Abstract

This presentation will mainly focus on the problem of uncertainty quantification in Gaussian Mixture Models (GMMs). A natural way to quantify uncertainties in GMMs is through Bayesian methods. That said, sampling from the joint posterior distribution of GMMs via standard Markov chain Monte Carlo (MCMC) imposes several computational challenges, which have prevented a broader full Bayesian implementation of these models. A growing body of literature has introduced the Weighted Likelihood Bootstrap and the Weighted Bayesian Bootstrap as alternatives to MCMC sampling. The core idea of these methods is to repeatedly compute maximum a posteriori (MAP) estimates on many randomly weighted posterior densities.

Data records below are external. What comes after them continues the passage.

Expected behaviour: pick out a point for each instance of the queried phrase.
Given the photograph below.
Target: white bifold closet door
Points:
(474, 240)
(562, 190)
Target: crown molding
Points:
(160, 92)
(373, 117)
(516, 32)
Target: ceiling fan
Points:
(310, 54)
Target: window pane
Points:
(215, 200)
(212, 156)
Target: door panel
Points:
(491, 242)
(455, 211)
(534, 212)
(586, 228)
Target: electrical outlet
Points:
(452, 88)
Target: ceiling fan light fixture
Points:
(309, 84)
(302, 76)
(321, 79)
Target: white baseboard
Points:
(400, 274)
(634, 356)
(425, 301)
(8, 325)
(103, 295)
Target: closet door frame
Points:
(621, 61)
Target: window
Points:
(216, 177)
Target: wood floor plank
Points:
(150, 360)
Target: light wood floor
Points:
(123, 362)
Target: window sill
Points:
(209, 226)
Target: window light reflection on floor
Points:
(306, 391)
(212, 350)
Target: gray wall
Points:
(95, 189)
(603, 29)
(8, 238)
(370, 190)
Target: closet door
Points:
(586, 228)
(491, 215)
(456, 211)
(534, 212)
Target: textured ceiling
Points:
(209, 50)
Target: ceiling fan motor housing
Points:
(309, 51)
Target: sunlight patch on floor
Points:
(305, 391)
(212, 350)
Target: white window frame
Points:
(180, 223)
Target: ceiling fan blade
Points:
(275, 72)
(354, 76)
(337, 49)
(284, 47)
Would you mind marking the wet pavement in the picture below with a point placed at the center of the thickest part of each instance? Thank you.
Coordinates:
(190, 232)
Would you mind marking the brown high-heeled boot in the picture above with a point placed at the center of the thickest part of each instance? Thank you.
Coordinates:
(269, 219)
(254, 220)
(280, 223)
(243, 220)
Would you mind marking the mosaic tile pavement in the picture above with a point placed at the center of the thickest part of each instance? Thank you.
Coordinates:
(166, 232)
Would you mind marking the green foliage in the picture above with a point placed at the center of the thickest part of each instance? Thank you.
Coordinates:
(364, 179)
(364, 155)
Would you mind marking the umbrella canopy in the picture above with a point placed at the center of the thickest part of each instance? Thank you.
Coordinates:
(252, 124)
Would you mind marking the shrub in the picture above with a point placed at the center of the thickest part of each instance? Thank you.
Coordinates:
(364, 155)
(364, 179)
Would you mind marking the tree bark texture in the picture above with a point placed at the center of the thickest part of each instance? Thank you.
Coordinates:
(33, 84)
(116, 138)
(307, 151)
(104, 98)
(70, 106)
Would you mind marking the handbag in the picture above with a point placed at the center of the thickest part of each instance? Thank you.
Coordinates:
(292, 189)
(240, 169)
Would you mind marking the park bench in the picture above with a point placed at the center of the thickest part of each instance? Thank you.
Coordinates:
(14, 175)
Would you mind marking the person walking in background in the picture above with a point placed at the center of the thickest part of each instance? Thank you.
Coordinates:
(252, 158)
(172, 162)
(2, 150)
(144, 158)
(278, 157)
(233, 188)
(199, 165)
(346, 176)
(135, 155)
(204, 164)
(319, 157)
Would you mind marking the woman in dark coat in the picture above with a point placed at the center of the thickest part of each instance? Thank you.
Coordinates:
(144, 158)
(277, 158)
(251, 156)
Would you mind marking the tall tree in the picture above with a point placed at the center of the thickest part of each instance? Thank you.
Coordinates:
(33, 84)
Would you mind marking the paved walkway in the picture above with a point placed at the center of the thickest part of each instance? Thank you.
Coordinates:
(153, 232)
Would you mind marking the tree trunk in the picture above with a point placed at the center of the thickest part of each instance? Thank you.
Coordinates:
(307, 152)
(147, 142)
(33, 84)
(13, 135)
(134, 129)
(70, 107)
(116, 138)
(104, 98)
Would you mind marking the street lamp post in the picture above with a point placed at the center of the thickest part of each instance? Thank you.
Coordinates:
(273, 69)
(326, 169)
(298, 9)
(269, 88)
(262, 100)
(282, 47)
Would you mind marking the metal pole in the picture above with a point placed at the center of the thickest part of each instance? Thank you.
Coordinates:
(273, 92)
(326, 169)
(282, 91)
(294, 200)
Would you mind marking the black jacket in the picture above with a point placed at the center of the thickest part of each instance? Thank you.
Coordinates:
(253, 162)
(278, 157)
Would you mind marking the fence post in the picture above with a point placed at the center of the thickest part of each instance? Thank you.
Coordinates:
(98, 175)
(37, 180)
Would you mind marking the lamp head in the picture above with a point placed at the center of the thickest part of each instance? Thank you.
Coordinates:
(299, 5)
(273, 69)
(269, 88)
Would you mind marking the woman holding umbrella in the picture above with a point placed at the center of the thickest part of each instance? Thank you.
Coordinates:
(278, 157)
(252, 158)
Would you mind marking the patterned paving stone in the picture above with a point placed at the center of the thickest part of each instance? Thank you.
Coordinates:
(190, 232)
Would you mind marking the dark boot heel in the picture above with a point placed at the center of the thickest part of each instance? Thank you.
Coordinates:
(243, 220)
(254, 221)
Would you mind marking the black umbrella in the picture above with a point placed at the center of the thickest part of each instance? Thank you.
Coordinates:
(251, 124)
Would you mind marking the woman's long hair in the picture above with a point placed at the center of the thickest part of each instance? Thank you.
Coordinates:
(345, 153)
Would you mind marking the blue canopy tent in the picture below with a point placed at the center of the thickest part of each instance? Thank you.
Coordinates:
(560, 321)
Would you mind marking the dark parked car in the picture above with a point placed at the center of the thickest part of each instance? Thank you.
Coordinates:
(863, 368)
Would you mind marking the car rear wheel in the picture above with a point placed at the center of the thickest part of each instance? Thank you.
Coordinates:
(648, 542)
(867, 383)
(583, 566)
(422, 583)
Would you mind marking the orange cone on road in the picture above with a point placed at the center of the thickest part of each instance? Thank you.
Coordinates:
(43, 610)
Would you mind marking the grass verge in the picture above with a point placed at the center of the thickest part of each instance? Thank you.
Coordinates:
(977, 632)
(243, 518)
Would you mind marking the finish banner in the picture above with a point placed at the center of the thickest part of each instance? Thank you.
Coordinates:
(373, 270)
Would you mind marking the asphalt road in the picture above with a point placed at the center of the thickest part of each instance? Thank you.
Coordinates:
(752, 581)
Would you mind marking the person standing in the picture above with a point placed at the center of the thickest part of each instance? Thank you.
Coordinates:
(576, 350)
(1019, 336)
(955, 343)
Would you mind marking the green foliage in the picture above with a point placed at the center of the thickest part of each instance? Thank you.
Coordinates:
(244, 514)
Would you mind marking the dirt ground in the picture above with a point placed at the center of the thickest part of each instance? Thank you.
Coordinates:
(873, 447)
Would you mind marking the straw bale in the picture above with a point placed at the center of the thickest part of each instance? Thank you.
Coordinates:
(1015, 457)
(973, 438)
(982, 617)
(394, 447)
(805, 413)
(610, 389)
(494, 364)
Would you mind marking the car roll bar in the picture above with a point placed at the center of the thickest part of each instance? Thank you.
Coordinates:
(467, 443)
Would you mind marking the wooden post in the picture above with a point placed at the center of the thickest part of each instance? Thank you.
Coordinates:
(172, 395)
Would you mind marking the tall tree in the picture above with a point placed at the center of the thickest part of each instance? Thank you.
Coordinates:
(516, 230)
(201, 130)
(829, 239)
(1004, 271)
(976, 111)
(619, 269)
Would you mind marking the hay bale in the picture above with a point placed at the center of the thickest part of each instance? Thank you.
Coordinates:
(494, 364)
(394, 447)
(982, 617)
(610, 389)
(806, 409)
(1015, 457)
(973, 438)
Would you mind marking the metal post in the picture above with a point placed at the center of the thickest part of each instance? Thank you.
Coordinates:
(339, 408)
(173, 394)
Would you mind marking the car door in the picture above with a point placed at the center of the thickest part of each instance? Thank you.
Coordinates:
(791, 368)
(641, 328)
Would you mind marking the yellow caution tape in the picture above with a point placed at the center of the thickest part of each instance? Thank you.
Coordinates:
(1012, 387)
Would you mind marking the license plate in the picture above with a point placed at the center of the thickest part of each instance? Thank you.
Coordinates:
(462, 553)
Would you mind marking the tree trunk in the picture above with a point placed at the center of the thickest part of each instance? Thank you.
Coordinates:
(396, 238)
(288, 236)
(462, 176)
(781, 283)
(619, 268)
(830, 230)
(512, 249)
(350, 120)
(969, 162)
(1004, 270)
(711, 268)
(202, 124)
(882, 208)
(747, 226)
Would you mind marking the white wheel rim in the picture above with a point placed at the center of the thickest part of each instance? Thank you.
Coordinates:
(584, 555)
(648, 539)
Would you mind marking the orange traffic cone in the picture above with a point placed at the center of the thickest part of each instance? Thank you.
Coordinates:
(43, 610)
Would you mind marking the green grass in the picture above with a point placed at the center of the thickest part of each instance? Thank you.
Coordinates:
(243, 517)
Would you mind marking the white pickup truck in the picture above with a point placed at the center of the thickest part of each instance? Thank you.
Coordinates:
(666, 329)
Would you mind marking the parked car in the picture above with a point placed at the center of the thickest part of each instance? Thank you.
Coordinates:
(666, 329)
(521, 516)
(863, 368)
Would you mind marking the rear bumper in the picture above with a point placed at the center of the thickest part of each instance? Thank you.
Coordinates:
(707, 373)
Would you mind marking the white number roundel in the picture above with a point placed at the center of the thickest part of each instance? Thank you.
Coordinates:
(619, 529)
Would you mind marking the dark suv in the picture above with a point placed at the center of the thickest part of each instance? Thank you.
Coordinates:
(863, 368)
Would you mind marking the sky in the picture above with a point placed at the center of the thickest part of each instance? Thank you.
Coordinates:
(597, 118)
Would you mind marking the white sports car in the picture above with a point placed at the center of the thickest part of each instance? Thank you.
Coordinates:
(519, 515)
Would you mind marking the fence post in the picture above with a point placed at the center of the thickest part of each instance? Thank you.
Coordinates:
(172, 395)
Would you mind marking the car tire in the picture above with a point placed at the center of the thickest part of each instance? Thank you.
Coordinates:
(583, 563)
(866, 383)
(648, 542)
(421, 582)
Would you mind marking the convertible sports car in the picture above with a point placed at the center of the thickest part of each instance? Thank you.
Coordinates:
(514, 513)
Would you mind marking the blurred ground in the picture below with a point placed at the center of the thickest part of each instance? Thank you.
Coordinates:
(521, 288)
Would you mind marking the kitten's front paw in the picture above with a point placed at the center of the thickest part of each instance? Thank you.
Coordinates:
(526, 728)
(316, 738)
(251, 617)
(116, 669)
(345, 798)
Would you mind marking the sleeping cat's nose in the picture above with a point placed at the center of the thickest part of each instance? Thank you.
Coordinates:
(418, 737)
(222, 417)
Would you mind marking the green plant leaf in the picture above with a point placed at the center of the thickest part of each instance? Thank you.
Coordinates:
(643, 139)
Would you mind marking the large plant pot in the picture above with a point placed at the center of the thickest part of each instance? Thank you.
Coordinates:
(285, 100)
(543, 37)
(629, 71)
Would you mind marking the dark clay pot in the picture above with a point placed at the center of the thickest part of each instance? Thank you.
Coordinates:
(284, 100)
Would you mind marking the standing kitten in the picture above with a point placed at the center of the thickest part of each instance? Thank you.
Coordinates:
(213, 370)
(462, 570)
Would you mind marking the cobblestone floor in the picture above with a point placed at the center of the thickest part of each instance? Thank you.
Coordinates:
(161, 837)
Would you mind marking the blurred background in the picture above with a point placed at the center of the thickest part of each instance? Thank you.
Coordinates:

These MAP estimates then can be treated as approximate posterior draws. Nonetheless, a central question remains unanswered: How to select the random weights under arbitrary sample sizes. We, therefore, introduce the Bayesian Optimized Bootstrap (BOB), a computational method to automatically select these random weights by minimizing, through Bayesian Optimization, a black-box and noisy version of the reverse Kullback–Leibler (KL) divergence between the Bayesian posterior and an approximate posterior obtained via random weighting. Our proposed method outperforms competing approaches in recovering the Bayesian posterior, it provides a better uncertainty quantification, and it retains key asymptotic properties from existing methods. BOB’s performance is demonstrated through extensive simulations, along with real-world data analyses.